Since a four-game losing streak in late November, the Clippers have won 1 consecutive games and have gone undefeated in the month of December.
The Clips are the best team in the league right now, but they have shown some common trends in their six losses.
When L.A.'s defense is lackluster, Chris Paul isn't facilitating at his normal level or the Clippers aren't shooting well from three-point land, it usually results in a loss.
The Clippers have played spectacular in December, but their four-game losing streak showcased how "Lob City" can be slowed down.
The Los Angeles Clippers' bench has been a primary reason for the team's success this season.
At 42.5 points per game, the Clippers have the league's top-scoring second unit.
L.A. relies heavily on the production from Jamal Crawford and Matt Barnes, who are the team's second and fourth leading scorers, respectively.
However, when Crawford, Barnes and the rest of the Clippers bench is shut down, it usually doesn't bode well for them.
In L.A.'s six defeats this season, the bench has posted 33 points per game, nearly 10 points under their average.
If the Clippers' reserves don't play like the best in the league, then there is a good chance Los Angeles isn't coming out on top.
The Clippers allow opponents to shoot 36.3 percent from the three-point line, which is in the bottom half of the league.
While L.A. boasts one of the top defenses in the NBA, its perimeter D could use some work.
In six losses this season, the Clippers have let opponents shoot a whopping 46 percent from beyond the arc.
In the Clips' last loss before their 17-game victory streak, they allowed the Hornets to shoot 60 percent (15-of-25) from the perimeter.
Opposing teams register the most success against L.A. when they are exposing their perimeter defense. When the Clippers allow teams to shoot well, their defense becomes out of sync and the end result is a game where L.A.'s high-octane offense gets outgunned.
Chris Paul is nearly averaging a double-double this season at 16.2 points and 9.4 assists per game, and is trailing only Rajon Rondo for top passer in the league.
L.A.'s offensive game is running best when CP3 is creating opportunities for his teammates. In the Clippers' losses this season, Paul's average goes down to 8.6 dimes per contest, and he has posted 10 or more assists in just one of those games.
It's no easy task shutting down Paul, but if his defender can limit his facilitation, there is a good shot the Clippers won't be successful.
The Los Angeles Clippers boast the fourth best scoring defense in the NBA, allowing just 92.1 points per game.
Teams have trouble scoring 100 plus points on the Clippers, as DeAndre Jordan, Matt Barnes and Chris Paul anchor a stout L.A. defense.

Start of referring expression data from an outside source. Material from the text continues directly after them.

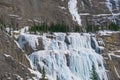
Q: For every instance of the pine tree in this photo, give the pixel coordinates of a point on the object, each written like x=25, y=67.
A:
x=43, y=75
x=93, y=74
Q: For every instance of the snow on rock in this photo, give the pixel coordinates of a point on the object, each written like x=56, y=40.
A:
x=105, y=32
x=66, y=56
x=72, y=5
x=32, y=40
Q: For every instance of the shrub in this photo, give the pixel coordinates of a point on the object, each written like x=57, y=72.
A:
x=113, y=27
x=93, y=74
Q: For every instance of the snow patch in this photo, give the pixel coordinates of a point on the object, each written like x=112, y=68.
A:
x=72, y=5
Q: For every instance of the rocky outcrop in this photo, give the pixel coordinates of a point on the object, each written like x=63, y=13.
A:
x=111, y=54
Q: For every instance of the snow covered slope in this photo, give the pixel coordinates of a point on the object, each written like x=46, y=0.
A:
x=66, y=56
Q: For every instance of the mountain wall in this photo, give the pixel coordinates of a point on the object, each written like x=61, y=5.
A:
x=71, y=12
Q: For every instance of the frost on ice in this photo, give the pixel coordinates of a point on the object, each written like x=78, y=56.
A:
x=66, y=57
x=72, y=5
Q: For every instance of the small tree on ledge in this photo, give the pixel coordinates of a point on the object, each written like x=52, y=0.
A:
x=93, y=74
x=43, y=75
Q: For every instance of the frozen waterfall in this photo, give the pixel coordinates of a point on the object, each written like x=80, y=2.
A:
x=66, y=57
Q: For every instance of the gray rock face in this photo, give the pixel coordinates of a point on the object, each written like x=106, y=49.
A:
x=111, y=54
x=13, y=63
x=24, y=12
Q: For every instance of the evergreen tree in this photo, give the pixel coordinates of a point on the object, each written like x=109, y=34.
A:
x=93, y=74
x=43, y=75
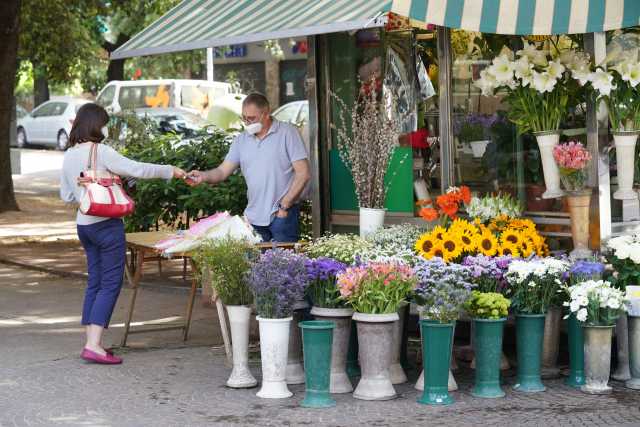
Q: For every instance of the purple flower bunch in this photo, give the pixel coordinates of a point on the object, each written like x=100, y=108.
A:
x=488, y=272
x=442, y=288
x=278, y=279
x=322, y=289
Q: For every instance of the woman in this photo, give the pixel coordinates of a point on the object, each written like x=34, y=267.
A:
x=102, y=238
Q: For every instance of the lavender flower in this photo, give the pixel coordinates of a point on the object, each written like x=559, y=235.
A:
x=278, y=279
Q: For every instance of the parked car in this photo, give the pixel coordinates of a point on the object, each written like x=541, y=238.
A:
x=50, y=123
x=296, y=112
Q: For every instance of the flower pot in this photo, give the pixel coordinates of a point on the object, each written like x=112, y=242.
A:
x=395, y=370
x=478, y=148
x=634, y=352
x=437, y=339
x=546, y=142
x=622, y=372
x=579, y=204
x=295, y=369
x=371, y=220
x=340, y=382
x=529, y=338
x=576, y=353
x=597, y=359
x=274, y=345
x=625, y=143
x=488, y=349
x=317, y=338
x=239, y=317
x=375, y=336
x=551, y=343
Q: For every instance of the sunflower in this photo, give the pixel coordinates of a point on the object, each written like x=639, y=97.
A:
x=486, y=243
x=508, y=248
x=452, y=247
x=425, y=244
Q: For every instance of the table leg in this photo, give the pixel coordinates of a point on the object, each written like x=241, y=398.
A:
x=134, y=281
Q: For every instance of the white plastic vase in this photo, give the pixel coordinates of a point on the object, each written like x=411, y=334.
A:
x=274, y=345
x=371, y=220
x=239, y=317
x=546, y=142
x=625, y=143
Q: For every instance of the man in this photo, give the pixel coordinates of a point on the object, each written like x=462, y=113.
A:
x=273, y=160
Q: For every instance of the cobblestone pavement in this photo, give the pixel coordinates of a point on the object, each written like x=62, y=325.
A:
x=44, y=383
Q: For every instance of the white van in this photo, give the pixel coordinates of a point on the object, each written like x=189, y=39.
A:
x=195, y=96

However, Los Angeles has allowed an average of 105.7 points per game in their losses this year, giving up 105 or more points in four of those defeats.
So, if an opponent can manage hitting the century mark against the Clips, there is a good chance they'll be in the win column.
While much has been made of the Los Angeles Clippers' 17-game winning streak, little has been said about how sparsely they've actually been challenged in that span.
That's not exactly a negative, but it does pose a certain inexperience when it comes to narrow games.
Grind-it-out games are crucial come playoff time, and L.A. isn't exactly racking up the experience when it comes to those contests.
The Clippers lead the NBA in point differential at 10.1, as getting victories is seemingly appearing easy for them.
While there is no evidence to say that the Clippers would fare poorly in close games, they might not be as successful if they find themselves in that situation due strictly to lack of experience.
So, if opponents can implement the above-stated steps, they might actually be in the game with L.A. in the fourth quarter, and we will be able to see how the Clippers hang in grind-it-out situations.